I am a rank amateur when it comes to circuits but I recall this idea that will seems to some as nearly obvious yet in need of recording. How do you do a lot of multiplying, say 53 bits times 53 bits? I assume at the outset carry save add (CSA). That page also describes a scheme with which this idea is compatible, and which provides a factor of three over the naïve multiplier scheduling. CSA costs two bits per bit. I double that again for 4 bits per bit by computing each signal and its negation. Each of these signals drive just 4 legs of either an or, and, nor or nand. Which of these mainly depends on chosen circuit family. I think it is obvious that none of these signals travel far.

For a 64 by 64 bit multiply we must do the following 22∙64 times:

We assume both a signal and its negation and we must produce both as well thus:
           A⊕B⊕C  = A∧B∧C̅ ∨ A∧B̅∧C ∨ A̅∧B∧C ∨ A̅∧B̅∧C̅
         ¬(A⊕B⊕C) = A∧B∧C ∨ A∧B̅∧C̅ ∨ A̅∧B∧C̅ ∨ A̅∧B̅∧C
  A∧B ∨ A∧C ∨ B∧C = A∧B̅∧C̅ ∨ A̅∧B∧C̅ ∨ A̅∧B̅∧C ∨ A̅∧B̅∧C̅
¬(A∧B ∨ A∧C ∨ B∧C)= A∧B∧C ∨ A̅∧B∧C ∨ A∧B̅∧C ∨ A∧B∧C̅
‘⊕’ is exclusive-or and A̅ means ¬A which means ‘not A’. Among the 16 and groupings there are just 8 common subexpressions.

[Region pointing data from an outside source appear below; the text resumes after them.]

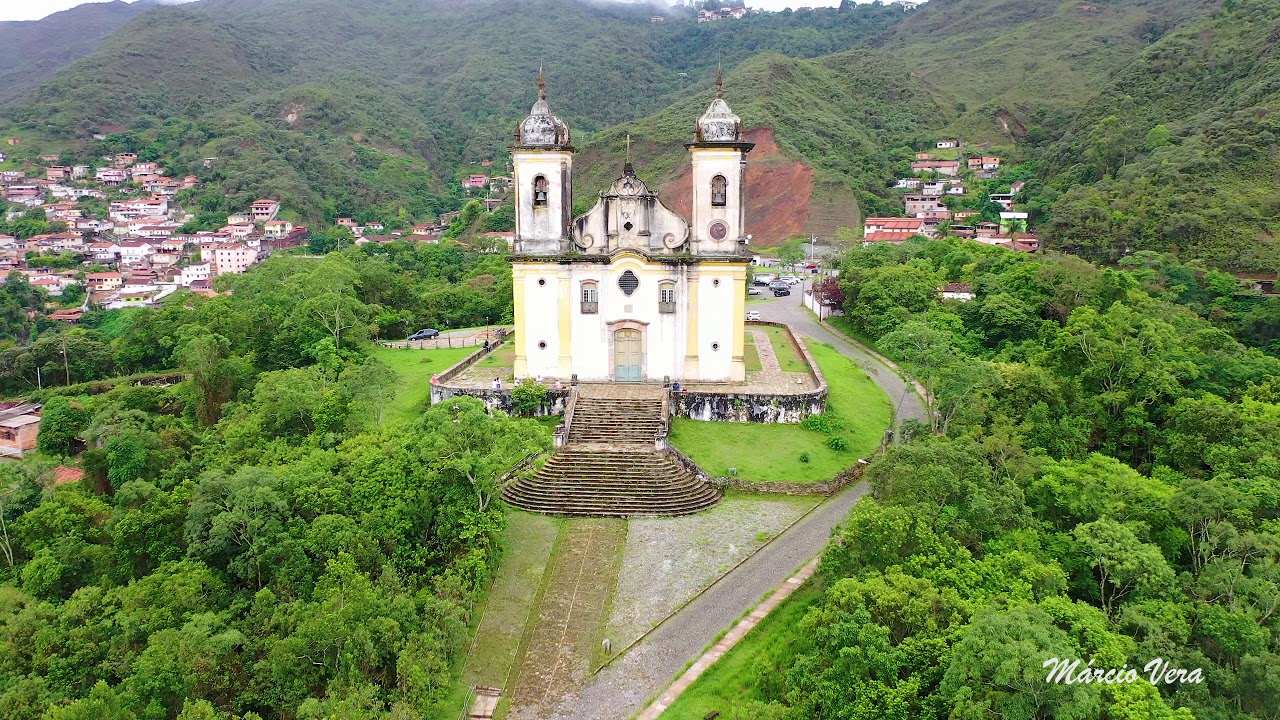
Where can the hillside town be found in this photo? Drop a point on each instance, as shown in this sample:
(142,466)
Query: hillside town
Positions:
(136,251)
(941,199)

These claims hold whatever the bottom turtle circuits: nand, nor, and plus or. No not needed.

This is just two logic levels in any circuit family with near ideal fan-in and fan-out. I think the (ECL) loads people were happy because just two of the four signals are up at a time.

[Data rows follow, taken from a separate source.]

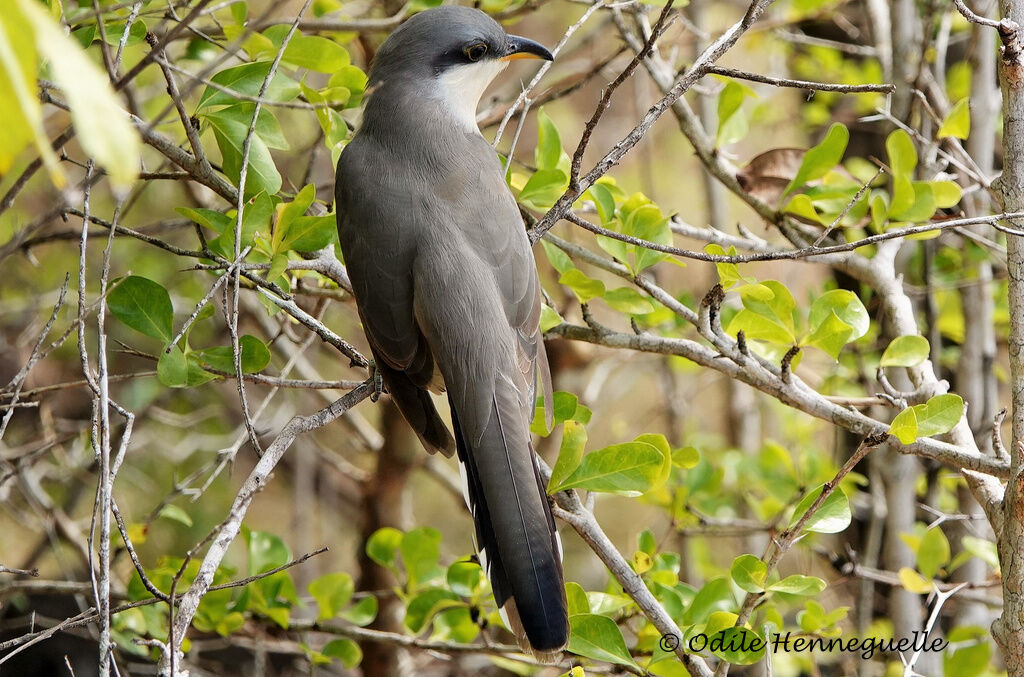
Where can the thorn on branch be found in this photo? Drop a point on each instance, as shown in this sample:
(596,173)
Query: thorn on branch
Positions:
(997,447)
(787,362)
(713,301)
(876,439)
(741,343)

Latency assumes a clock or two to compute 3 times multiplicand and simultaneously derive the carries saved in this scheme. Then there are 18 numbers to be summed to produce the product. Using CSA we reduce this count thus:

53/3 = 18 → 12 → 8 → 6 → 4 → 3 → 2 ⟶ 1
Each short arrow is two logic levels as above. The long arrow is a full add. Subsequently there is a contingent one bit shift. It is easy to recycle some of this hardware to reduce gate count and increase latency and thruput. Wires seem short here, fan-in and out are nearly ideal. John Cocke suggested double clocking this part of the ACS machine to get twice the work out of these gates.

See “A∧B̅∧C̅” in this page about lines above letters.